From the 2014 AGM reports:
We enjoyed another fine day of monitoring on the Bush Heritage flagship property of Scottsdale, near Bredbo, on 16 October 2013. This project was started in 2008, and FOG has continued to conduct yearly grassland monitoring to assess the impact of differing regimes on the growth and abundance of African Lovegrass (ALG) and native species.
This year we had 10 enthusiastic volunteers to assist with running out lines, taking photos, and filling out the monitoring sheets. We broke up into 3 groups, one to monitor the original sites where cattle are grazed at various intensities, and two groups to monitor the newer sites where we are assessing the change in relative dominance of native grasses and ALG where there is no domestic stock grazing pressure.

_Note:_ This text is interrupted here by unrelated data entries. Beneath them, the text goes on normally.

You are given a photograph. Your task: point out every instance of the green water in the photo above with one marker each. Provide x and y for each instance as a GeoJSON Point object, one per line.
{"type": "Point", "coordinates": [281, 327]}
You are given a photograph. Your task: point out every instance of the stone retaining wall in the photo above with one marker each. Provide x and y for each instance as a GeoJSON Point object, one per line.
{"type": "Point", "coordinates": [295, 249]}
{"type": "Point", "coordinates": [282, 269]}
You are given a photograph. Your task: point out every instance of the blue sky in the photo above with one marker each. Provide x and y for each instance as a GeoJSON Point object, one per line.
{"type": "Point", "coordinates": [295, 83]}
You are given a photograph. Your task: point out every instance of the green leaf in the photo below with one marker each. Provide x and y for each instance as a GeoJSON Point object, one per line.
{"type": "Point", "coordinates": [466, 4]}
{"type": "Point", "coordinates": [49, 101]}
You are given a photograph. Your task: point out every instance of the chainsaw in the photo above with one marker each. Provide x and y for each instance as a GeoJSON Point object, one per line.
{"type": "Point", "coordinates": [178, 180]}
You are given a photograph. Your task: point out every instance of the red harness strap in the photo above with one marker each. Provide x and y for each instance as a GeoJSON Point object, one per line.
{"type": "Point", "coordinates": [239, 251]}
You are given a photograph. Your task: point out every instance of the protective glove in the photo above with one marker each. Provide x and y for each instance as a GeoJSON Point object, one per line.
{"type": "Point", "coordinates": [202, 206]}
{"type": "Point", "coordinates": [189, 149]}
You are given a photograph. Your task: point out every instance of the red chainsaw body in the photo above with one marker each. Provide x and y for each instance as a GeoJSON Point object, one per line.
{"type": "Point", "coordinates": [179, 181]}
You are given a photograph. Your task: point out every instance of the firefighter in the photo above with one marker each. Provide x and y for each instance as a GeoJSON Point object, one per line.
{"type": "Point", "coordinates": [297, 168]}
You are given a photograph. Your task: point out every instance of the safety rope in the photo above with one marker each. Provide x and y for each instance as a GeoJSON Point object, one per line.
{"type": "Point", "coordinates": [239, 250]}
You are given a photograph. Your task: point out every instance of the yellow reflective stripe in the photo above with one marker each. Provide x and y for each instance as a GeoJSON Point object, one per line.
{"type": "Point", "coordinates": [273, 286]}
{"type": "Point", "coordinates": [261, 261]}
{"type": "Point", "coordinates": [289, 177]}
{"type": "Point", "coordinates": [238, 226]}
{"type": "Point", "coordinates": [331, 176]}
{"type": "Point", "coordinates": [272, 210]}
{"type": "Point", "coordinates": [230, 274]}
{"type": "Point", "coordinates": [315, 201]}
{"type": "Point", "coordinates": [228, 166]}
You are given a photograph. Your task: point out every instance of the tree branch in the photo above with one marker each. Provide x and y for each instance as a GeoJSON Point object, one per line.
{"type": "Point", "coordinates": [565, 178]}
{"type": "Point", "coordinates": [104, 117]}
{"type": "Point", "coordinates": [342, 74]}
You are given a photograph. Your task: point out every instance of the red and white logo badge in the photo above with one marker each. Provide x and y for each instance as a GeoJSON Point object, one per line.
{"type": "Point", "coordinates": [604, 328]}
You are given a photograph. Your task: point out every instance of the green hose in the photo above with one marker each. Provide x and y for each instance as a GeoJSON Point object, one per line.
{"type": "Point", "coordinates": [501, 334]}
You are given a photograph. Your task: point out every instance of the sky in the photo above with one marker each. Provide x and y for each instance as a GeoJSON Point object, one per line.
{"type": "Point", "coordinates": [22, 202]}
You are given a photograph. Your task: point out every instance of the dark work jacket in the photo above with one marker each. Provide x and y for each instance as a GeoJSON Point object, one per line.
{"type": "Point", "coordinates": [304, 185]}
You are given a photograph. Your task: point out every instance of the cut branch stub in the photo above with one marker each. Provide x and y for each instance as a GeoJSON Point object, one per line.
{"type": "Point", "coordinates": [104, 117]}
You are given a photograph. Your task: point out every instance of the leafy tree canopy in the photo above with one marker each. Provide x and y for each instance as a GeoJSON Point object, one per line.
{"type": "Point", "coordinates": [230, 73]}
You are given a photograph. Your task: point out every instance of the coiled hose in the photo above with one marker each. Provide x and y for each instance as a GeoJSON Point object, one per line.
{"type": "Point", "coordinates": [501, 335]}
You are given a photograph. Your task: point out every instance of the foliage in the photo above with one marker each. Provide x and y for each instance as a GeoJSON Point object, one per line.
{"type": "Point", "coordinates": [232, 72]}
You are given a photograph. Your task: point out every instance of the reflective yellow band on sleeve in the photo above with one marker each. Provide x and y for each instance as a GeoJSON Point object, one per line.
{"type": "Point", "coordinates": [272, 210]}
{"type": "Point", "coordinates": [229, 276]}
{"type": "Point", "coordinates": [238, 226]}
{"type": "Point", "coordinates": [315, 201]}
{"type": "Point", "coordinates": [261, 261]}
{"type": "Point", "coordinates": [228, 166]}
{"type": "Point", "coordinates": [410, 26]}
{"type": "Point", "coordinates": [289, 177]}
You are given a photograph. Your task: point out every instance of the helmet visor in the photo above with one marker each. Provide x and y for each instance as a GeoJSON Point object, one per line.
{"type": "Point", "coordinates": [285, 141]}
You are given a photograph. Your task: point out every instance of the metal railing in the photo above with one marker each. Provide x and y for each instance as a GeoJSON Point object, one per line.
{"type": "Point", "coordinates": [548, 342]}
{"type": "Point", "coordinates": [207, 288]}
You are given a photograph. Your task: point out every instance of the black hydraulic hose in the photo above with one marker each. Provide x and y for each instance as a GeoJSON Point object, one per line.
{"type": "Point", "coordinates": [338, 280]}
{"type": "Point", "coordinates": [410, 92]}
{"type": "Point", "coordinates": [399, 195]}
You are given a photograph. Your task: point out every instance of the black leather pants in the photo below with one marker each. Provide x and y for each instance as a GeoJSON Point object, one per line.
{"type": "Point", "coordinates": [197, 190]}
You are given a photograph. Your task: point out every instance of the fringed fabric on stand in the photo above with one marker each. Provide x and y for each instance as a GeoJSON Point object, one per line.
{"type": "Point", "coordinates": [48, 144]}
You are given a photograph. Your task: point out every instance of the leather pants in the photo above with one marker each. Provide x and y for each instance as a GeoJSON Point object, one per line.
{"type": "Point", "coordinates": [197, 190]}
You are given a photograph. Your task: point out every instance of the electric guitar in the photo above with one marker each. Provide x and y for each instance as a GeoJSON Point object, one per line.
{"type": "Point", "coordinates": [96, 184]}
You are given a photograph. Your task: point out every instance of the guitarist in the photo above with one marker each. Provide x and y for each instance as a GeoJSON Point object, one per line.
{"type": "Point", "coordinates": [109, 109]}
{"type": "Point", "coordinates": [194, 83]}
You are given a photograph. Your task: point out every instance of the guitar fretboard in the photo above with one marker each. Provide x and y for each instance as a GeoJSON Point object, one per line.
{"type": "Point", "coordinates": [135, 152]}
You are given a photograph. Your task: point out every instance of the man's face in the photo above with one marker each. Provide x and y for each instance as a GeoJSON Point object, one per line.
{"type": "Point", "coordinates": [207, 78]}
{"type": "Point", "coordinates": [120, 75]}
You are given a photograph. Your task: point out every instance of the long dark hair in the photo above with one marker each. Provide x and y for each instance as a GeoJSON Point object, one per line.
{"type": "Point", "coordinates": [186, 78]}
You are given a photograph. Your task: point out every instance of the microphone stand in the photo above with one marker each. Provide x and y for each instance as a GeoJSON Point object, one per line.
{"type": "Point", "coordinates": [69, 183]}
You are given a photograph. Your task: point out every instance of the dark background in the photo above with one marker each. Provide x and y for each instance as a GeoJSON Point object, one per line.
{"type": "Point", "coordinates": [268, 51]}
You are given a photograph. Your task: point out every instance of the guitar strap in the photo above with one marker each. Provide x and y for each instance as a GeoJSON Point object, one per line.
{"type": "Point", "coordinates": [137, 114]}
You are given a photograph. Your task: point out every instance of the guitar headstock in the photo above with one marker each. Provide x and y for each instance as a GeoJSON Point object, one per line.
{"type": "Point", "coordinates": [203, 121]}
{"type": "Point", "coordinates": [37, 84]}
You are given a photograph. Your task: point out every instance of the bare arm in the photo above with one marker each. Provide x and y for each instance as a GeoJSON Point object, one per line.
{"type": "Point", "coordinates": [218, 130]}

During our lunch break we enjoyed a spontaneous inspection of Sue’s wonderful nursery, and marvelled at the way she casually says that she puts in the seeds and “up they come”! That certainly doesn’t happen in my garden!
There may be a change in the monitoring next year because there are no longer any cattle being grazed on Scottsdale, partially because it is not convenient to the farmer any more, but also because the ALG is very poor fodder, especially during winter. However, I presume that there is still value in the results even after the grazing has ceased. I will leave this up to Sarah and other FOG members to decide whether we continue to monitor these sites for the full 10 years.
My thanks to everyone who contributed to the day, especially Sarah who takes home all the monitoring sheets and photographs, and makes sense of our measurements. Hope to see you again next year.